2.Assembly and Vacuum Sealing: The inner and outer walls of the thermos cup are assembled together and welded to create a vacuum seal. This vacuum layer is crucial for the thermos cup’s insulating performance, effectively minimizing heat transfer.
Advantages of Hydroforming
Reduced Forming Steps:
In the hydroforming process, the punches not only seal the tube but also provide axial force, which helps in material feeding and enhances the tube’s forming capability. This allows for multi-section parts to be formed in a single operation. Moreover, the good overall integrity of hydroformed parts means that the amount of welding required is reduced. Some hydroformed components may not require assembly welding at all.

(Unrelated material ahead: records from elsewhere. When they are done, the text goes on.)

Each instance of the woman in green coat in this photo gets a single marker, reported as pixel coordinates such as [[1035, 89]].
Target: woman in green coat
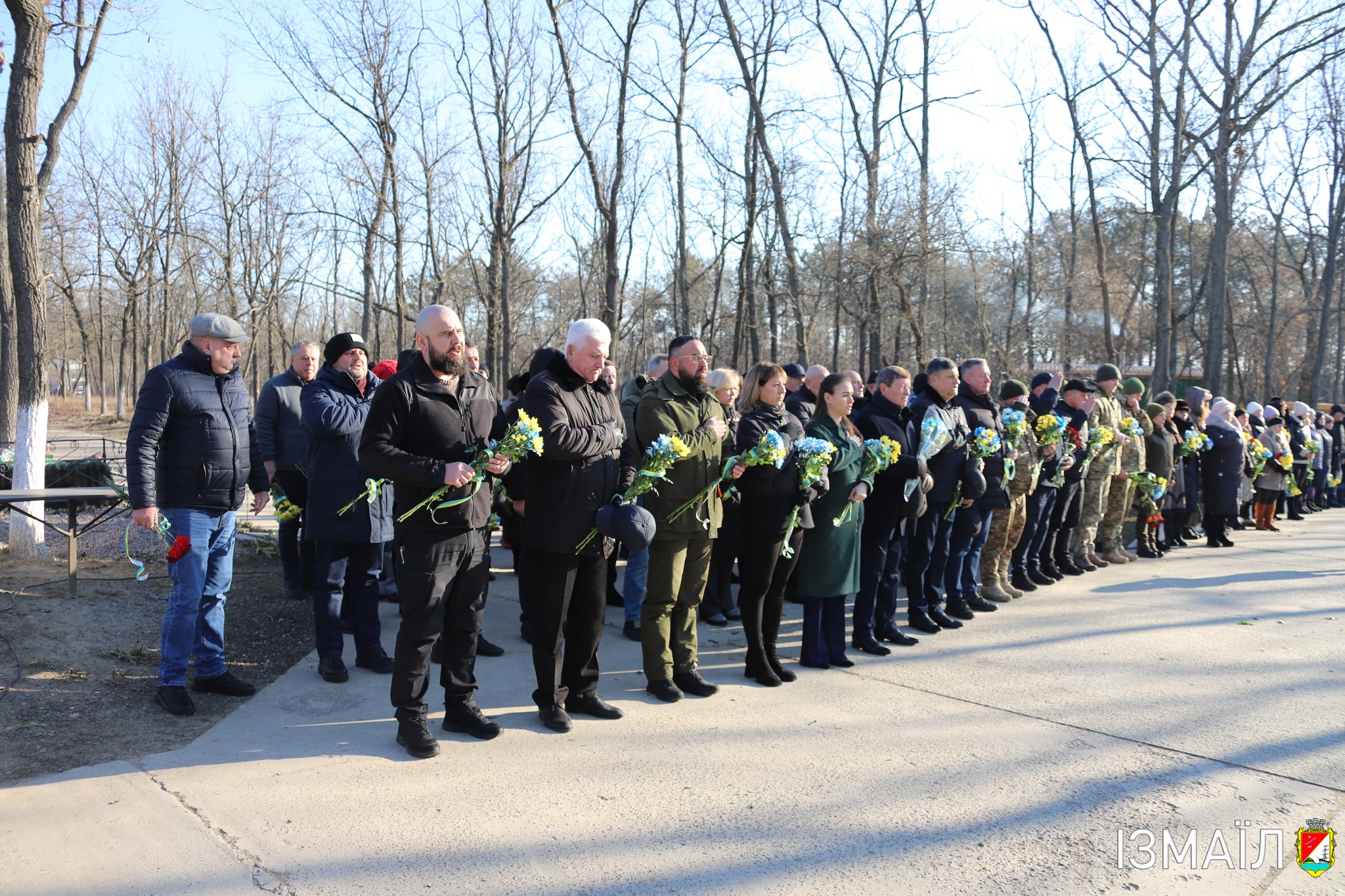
[[829, 562]]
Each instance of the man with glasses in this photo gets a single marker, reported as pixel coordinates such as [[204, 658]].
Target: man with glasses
[[678, 403]]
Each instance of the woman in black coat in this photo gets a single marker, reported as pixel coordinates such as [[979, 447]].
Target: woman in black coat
[[717, 606], [768, 499], [1222, 472]]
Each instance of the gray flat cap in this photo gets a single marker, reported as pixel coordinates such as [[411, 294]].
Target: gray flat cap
[[211, 326]]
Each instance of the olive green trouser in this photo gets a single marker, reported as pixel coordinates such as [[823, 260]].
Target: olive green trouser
[[1097, 489], [1118, 508], [678, 572], [1005, 528]]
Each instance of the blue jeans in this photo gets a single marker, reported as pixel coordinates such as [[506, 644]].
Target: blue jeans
[[194, 622], [959, 576], [632, 587]]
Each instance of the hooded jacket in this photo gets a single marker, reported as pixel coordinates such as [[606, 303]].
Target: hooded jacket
[[416, 427], [334, 416], [191, 441], [581, 465]]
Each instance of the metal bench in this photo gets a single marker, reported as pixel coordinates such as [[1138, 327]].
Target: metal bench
[[72, 498]]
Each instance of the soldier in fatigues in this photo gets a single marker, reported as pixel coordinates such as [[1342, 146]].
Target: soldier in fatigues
[[1110, 542], [1006, 526], [1101, 472]]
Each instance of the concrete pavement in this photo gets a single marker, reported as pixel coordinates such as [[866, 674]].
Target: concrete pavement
[[997, 759]]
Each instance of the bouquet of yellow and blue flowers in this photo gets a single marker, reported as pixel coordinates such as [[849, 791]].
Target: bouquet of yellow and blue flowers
[[814, 457], [770, 449], [1195, 442], [984, 444], [521, 438], [934, 436], [659, 458], [879, 454], [1259, 454]]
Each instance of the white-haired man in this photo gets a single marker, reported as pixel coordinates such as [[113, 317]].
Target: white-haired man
[[581, 468], [426, 425]]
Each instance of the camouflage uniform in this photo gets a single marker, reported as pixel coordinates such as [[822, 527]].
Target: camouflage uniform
[[1098, 479], [1006, 524], [1122, 494]]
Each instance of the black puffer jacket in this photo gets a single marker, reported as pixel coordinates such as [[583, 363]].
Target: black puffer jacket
[[191, 441], [888, 504], [770, 495], [982, 412], [334, 414], [946, 467], [416, 427], [583, 464]]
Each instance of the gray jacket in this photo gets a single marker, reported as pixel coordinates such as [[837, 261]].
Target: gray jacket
[[280, 429]]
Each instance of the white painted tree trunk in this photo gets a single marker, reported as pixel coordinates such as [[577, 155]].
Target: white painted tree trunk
[[29, 538]]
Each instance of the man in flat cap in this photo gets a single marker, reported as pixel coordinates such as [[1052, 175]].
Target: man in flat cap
[[190, 456]]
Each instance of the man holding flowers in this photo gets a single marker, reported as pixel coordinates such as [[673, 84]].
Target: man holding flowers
[[680, 406], [579, 471], [350, 516], [430, 426]]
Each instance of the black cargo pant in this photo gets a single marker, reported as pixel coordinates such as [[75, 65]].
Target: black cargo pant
[[441, 587]]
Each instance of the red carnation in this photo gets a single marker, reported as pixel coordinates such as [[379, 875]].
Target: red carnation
[[179, 548]]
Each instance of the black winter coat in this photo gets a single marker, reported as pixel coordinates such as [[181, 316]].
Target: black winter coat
[[191, 441], [416, 427], [581, 467], [947, 467], [770, 495], [334, 414], [1223, 471], [887, 507], [982, 412]]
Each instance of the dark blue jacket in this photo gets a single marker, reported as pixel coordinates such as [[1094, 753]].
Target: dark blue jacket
[[280, 433], [191, 441], [334, 418], [887, 507]]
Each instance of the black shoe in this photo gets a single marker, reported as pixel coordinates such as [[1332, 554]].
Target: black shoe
[[175, 699], [414, 735], [871, 645], [594, 706], [376, 660], [774, 661], [957, 609], [332, 670], [665, 691], [920, 621], [692, 683], [556, 717], [466, 717], [1069, 567], [225, 684], [896, 636], [942, 620]]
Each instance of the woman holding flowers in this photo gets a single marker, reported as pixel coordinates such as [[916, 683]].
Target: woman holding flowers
[[1222, 469], [717, 608], [829, 563], [770, 496]]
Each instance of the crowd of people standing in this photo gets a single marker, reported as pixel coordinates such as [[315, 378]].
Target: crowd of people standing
[[395, 482]]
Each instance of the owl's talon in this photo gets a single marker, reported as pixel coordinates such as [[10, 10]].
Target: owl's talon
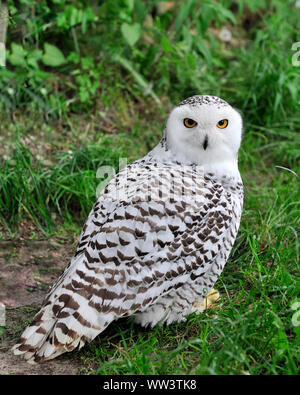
[[208, 302]]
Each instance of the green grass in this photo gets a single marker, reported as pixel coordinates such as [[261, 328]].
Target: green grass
[[53, 186]]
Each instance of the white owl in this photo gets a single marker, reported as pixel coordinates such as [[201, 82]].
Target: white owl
[[156, 240]]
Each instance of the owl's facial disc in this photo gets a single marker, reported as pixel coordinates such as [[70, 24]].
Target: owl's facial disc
[[204, 129]]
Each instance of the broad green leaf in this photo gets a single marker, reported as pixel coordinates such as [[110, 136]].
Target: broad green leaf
[[53, 56], [131, 33]]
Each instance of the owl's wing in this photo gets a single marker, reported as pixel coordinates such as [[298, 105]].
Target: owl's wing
[[131, 252]]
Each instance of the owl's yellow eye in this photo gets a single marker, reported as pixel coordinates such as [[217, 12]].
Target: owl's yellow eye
[[189, 123], [222, 124]]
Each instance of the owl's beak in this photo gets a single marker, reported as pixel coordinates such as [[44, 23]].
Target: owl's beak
[[205, 142]]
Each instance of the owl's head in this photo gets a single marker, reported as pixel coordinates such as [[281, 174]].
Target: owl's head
[[205, 130]]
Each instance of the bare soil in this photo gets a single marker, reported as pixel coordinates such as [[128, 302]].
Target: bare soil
[[27, 269]]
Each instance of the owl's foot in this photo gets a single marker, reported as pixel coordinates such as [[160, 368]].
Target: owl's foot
[[208, 302]]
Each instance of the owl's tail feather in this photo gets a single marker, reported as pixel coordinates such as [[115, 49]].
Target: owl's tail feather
[[49, 336], [46, 338]]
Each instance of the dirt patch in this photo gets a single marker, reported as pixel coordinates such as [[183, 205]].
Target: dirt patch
[[27, 269]]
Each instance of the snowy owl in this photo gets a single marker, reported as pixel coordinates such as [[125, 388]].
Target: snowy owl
[[157, 238]]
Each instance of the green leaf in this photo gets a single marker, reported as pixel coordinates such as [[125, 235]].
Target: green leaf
[[53, 56], [17, 55], [131, 33]]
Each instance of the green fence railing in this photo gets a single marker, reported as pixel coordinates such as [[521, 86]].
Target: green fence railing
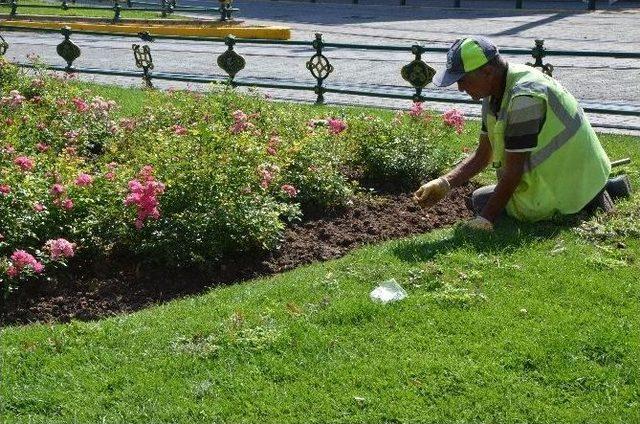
[[519, 4], [417, 73], [164, 8]]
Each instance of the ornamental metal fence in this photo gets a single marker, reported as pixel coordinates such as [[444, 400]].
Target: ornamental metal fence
[[417, 73], [165, 8], [519, 4]]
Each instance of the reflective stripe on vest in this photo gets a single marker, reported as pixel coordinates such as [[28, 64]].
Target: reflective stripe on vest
[[571, 123]]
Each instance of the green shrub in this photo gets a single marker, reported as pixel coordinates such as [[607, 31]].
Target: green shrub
[[190, 179]]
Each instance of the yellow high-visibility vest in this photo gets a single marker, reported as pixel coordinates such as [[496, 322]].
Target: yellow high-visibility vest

Higher Material Utilization and Weight Reduction:
Hydroformed parts typically require only one set of molds, while traditional stamping and welding often require three or more steps and additional molds, which significantly increases tooling and subsequent manufacturing costs. Fewer steps lead to less process waste. Hydroformed parts can achieve up to a one-third reduction in weight compared to stamped and welded assemblies, and material utilization can improve by about 40%.
High-Quality Products:
Parts made using hydroforming have excellent integrity, leading to higher strength and stiffness. The reduced number of welds means fewer stress-concentrating weld joints, resulting in higher-quality parts.
Reduced Pollution:
Hydroforming is an environmentally friendly forming technique. Compared to traditional stamping and welding, it generates less noise pollution and creates a better working environment. Hydroforming is faster, simpler, more efficient, and less costly than traditional tube processing methods. Additionally, it allows for a greater variety of shapes and higher degrees of customization.

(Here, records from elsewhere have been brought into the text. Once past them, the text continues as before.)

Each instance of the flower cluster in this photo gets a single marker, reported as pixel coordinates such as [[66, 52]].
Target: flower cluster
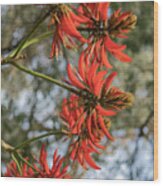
[[39, 171], [86, 115]]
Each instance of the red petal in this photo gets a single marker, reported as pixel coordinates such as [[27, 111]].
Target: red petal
[[74, 80], [43, 160], [111, 45], [103, 8], [103, 127], [121, 56], [104, 58], [90, 161], [81, 66], [109, 80], [105, 112]]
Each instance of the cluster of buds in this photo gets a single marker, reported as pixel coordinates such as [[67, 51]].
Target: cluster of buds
[[121, 23]]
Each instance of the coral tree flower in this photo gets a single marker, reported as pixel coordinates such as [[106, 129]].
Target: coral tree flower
[[99, 41], [86, 116], [64, 21], [40, 171]]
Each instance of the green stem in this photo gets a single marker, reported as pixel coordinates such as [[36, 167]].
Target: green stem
[[45, 77], [22, 43], [25, 143], [25, 161]]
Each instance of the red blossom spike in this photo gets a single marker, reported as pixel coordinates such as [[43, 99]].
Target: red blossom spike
[[90, 161]]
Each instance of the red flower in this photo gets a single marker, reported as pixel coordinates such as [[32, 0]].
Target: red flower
[[99, 41], [65, 22], [85, 115], [41, 171]]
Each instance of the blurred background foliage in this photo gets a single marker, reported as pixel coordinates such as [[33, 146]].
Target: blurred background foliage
[[30, 106]]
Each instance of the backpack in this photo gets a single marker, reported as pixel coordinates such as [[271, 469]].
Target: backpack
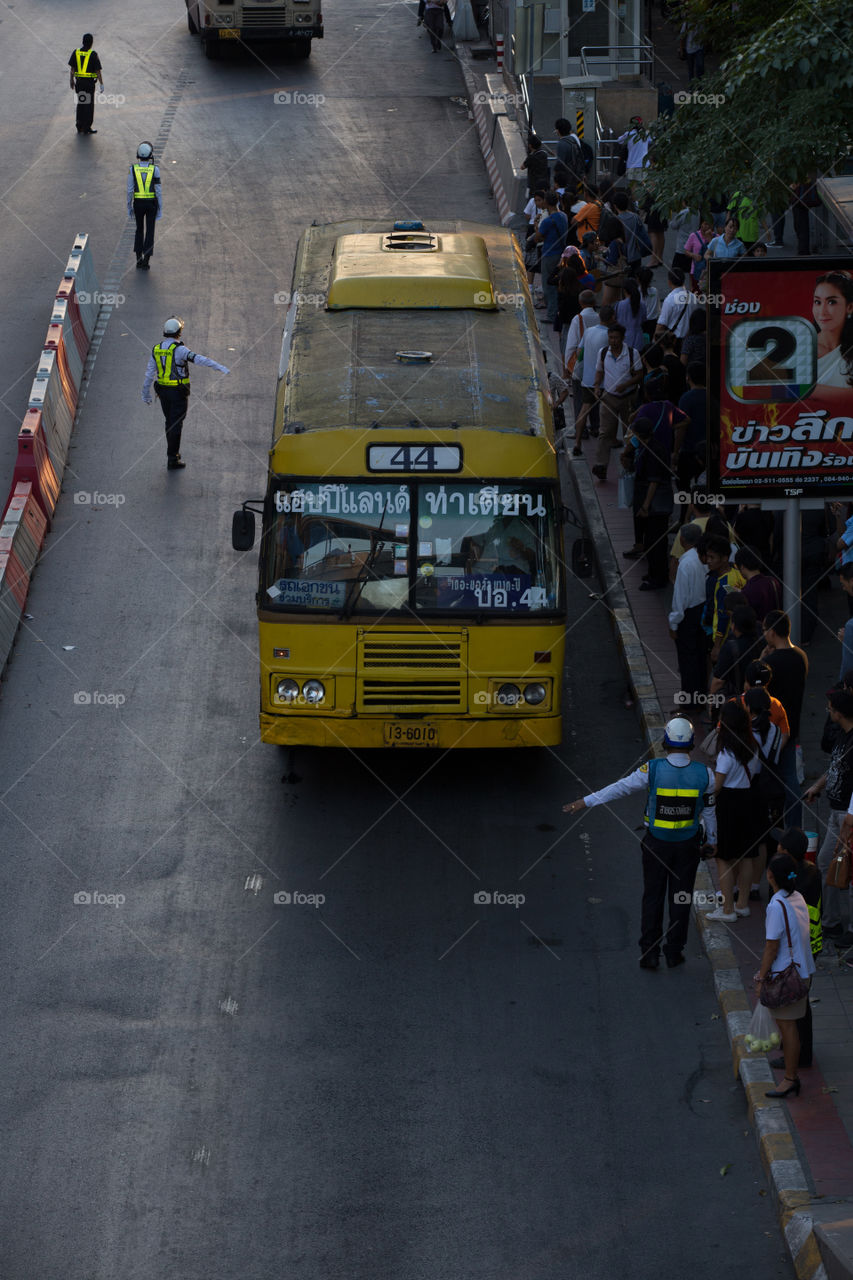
[[610, 227]]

This process not only meets the aesthetic and functional needs of various consumers but also brings better economic returns for businesses and water bottle manufacturers. Consequently, hydroforming is set to become the mainstream technique for tube processing.
Examples of Hydroforming Applied in Insulated Bottle Manufacturing
In the production of insulated bottles, the hydroforming process is particularly effective for shaping the inner and outer walls. Here’s how some renowned brands utilize this technology:
Hydro Flask and YETI:
These brands employ hydroforming techniques to manufacture the inner and outer walls of their bottles. This process imparts exceptional strength and insulation performance to the bottle bodies.
The hydroforming method enables the creation of bottles in a seamless manner. This reduces the risk of liquid leakage and enhances the product’s durability and aesthetics.
Overall, hydroforming technology provides a highly efficient, precise, and quality-driven solution for insulated bottle manufacturing. It ensures that modern insulated bottles are not only functionally superior but also visually appealing.